Summer reads Part 1 (2021): Technology

Now that the summer vacation is approaching we are all looking for our summer reads. We have collected some of the articles published on the Network Pages so that you can choose your summer reads!

Parallel Computing

In his article "How parallel computing can be (in)efficient" Jan-Pieter Dorsman illustrates how various devices we use on a daily bases rely on multi-tasking to guarantee speed and efficiency. But he also illustrates that multi-tasking can become inefficient at some point.

Illustration made by Alex Nazlidis

Managing the Internet

In her article "Google PageRank: how search engines `bring order to the Web'" Nelly Litvak explains how PageRank works, a mathematical algorithm and a crucial innovation of Google. In his article "The quest for a better Internet" Mark van der Boor discusses two methods that can help decrease the communication needed in data centers, guaranteeing that our internet connection is not impacted by the millions of users that join the internet daily.

Wi-Fi not working properly?

Always complaining that your Wi-Fi does not work well? In his article "How does wireless communication work?" Matteo Sfragara explains how various protocols used in communication networks can enhance or delay signals being transmitted. Many times it is not your phone causing the delay! An animation developed by Thom Carstemans shows two protocols in action.

Traffic and queues

On the Network Pages you can read various articles concerning methods to avoid traffic accumulation and how to handle queues. There is something for all tastes, from general articles to more specific and in depth. 

In her article Nikki Levering wrote about navigation systems, how they currently work and in which ways they could be improved to make better predictions. Rik Timmerman takes over and discusses in more detail a method that could be implemented in the future to reduce traffic congestion.
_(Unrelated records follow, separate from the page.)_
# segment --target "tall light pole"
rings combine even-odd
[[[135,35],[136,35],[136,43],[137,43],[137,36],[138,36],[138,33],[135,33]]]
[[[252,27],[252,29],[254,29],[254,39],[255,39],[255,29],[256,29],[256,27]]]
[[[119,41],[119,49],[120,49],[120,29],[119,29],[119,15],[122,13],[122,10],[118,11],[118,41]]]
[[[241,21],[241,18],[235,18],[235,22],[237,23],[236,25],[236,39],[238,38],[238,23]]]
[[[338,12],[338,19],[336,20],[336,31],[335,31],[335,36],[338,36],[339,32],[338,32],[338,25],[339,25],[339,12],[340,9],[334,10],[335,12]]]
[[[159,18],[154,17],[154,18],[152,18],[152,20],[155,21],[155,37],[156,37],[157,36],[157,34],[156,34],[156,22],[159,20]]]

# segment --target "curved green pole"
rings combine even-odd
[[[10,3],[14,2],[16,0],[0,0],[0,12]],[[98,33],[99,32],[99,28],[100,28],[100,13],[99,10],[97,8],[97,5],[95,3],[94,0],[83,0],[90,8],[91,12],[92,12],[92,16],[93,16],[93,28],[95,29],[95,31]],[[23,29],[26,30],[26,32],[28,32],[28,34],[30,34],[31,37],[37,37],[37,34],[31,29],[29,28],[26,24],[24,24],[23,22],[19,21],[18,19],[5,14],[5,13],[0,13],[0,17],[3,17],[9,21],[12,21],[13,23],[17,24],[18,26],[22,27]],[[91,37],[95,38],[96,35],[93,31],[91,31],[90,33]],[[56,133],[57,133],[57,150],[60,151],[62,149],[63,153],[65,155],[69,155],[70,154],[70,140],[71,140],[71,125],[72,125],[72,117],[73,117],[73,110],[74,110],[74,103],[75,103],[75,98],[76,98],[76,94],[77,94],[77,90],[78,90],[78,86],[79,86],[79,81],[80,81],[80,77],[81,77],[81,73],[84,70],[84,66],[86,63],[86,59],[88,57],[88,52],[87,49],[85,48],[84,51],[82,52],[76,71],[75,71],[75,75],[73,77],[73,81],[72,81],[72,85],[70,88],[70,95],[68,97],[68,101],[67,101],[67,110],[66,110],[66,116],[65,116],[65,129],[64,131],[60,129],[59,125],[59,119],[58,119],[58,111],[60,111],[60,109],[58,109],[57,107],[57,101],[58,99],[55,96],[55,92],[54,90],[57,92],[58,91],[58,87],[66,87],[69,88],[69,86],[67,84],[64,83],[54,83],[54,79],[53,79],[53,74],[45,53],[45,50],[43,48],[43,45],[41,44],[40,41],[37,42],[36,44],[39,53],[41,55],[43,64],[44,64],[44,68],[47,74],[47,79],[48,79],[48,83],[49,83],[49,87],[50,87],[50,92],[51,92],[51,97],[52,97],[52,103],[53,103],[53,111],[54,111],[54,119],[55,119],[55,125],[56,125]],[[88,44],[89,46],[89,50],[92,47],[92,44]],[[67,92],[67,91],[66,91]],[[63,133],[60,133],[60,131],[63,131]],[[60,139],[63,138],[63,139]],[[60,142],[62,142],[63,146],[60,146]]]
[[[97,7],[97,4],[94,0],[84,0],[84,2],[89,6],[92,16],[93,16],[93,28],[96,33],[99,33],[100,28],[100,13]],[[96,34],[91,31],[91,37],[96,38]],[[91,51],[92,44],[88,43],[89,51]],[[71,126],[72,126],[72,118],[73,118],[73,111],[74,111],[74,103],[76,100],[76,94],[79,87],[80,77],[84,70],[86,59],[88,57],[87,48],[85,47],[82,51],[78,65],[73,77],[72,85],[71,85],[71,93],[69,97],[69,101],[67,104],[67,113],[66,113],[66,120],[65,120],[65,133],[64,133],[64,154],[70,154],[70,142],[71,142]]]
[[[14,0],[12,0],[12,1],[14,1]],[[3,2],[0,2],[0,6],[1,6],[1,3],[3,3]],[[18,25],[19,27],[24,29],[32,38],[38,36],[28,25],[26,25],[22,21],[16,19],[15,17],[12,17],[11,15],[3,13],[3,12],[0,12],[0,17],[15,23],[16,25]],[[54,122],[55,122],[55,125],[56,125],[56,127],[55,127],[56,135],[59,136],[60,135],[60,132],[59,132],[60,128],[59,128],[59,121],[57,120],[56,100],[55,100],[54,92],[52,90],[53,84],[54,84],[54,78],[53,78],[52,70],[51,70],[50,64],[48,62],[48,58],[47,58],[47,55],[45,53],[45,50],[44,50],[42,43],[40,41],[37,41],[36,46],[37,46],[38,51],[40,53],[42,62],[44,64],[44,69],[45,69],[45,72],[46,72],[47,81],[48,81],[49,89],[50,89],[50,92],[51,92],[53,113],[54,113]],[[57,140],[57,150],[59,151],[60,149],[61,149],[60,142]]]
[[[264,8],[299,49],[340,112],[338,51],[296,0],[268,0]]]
In his article Jaap Storm dives a little bit deeper in the math and shows how a result from probability theory, the Central Limit Theorem, can be used to make predictions about traffic.

Queueing theory is closely related to traffic since a traffic jam can be seen as a large queue. But there is much more going on in queueing theory, in her article Mariska Heemskerk described how the golden rule of staffing works. This method allows for example call centers to decide how many call center agents are necessary, given the amount of incoming call-traffic, to make sure that clients properly served. For another daily application of queueing theory read Ellen's article, who takes us to Disneyland and shows how some insights from queueing theory can help you wait less and experience more! Mathematicians working in queueing theory also love to compare service policies to see which one can reduce waiting. In real life what we mostly encounter is the first-come-first-served policy. What would you think of a last-come-first-served policy? Youri Raaijmakers wrote his thoughts on this!

In your browser there is an auction taking place

When you browse the internet a lot of websites show you banners with advertisements. And if you reload the page some new flashy advertisement pops up in the same place. Did you know that while your web page is loading an auction takes place? Read the article of Ruben Brokkelkamp!

Artificial Intelligence for beginners

In his article Robert Fitzner explains us how he managed to "teach" his computer to learn how to catch a ball. All steps are also explained with animations you can freely use. The JavaScript code is also available!